The issues I see for rugby union in this country are two fold - elitism and perceptions around the spectacle. Rugby Australia and previously the ARU could have done much more than they have done to rid the game of the elitism tag but they've failed. The last 4 or 5 (maybe more) chairman/CEO of the ARU/Rugby Australia have been Shore alumni, including the current CEO Phil Waugh. At the height of his pissing contest with Peter V'landys in 2023, Ex RA chairman Hamish McLennan said the 2 rugby codes should have a battle of strength and if ends in a draw, have a spelling competition. I cringed then and I cringe now at that comment.

As for the spectacle, there's only so much RA can do around the laws, as you can't have Australian players playing to one set of laws domestically and then getting caught out under World Rugby's laws. There are however, very good games of rugby union out there. Not enough of them happen in Australia. The ones that do happen here need to be championed in the way somebody like Andrew Voss champions rugby league. The recently completed 6 Nations tournament had some terrific games but they won't move the needle for union here.

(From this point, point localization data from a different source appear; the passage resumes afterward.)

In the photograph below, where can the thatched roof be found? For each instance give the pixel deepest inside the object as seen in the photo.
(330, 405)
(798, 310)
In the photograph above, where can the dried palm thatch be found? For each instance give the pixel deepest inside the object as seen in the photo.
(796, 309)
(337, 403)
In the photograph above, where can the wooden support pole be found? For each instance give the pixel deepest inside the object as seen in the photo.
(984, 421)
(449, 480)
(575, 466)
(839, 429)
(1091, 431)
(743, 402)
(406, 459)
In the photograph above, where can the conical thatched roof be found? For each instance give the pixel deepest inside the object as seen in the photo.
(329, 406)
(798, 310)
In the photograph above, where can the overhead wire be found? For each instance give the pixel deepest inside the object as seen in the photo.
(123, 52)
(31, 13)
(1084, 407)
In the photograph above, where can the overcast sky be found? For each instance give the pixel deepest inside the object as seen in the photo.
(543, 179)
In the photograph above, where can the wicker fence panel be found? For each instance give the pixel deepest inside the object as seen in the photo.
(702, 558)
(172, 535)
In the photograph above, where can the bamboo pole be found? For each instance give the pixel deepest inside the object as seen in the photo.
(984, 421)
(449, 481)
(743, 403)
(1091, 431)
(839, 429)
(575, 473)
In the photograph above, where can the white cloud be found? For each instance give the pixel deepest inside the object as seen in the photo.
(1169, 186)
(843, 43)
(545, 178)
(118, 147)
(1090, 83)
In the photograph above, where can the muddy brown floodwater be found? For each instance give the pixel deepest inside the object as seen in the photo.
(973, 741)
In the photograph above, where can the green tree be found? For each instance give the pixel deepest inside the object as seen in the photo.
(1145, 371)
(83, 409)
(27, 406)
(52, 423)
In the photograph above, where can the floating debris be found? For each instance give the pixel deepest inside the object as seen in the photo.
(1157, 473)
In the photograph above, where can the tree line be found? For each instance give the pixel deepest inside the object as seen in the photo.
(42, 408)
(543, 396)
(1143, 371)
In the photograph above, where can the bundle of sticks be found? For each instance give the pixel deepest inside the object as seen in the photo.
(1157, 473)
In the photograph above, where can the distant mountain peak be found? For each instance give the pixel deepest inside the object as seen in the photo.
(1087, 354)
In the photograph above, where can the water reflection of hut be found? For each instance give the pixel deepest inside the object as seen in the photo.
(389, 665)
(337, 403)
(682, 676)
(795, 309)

In terms of representative rugby union, the pinnacle is a match between New Zealand and South Africa. A great game between those 2 can be the equal of a great State of Origin, the representative pinnacle in rugby league, although the international game for rugby league is growing. Again though, a great match between the All Blacks and the Springboks won't be championed here because it doesn't involve Australia and doesn't happen in this country bar the 2003 World Cup QF and the two games in 2021.
 
AFL no 1 for me although the stand rule and umpires interpretation of rules !! I enjoy RL also and follow St George but the 6 again mystifies me. Don’t follow American sports. Watch the occasional game of soccer. Moto GP WSB
and speedway is a passion. Supercars i
enjoy. Test cricket equal
first with AFL. Love tests.

Six again was brought in to make RL more entertaining. MAae it faster, less stoppages. You would have to say it has worked with RL as tsrong as ever with TV ratings and crowds.

The problem with it it makes it way easier for refs to influence outcomes. Sometimes they love calling them for the smallest of infringements , some u dont even know what for giving the attacking team huge momentum and killing momentum for defense. Just depends on the day and the ref. makes sense for wrestling defence and defence not getting back etc . But sometimes feels like 50m in AFL, way too harsh and frustrating. Very subjective.

But if you go with data probably good rule.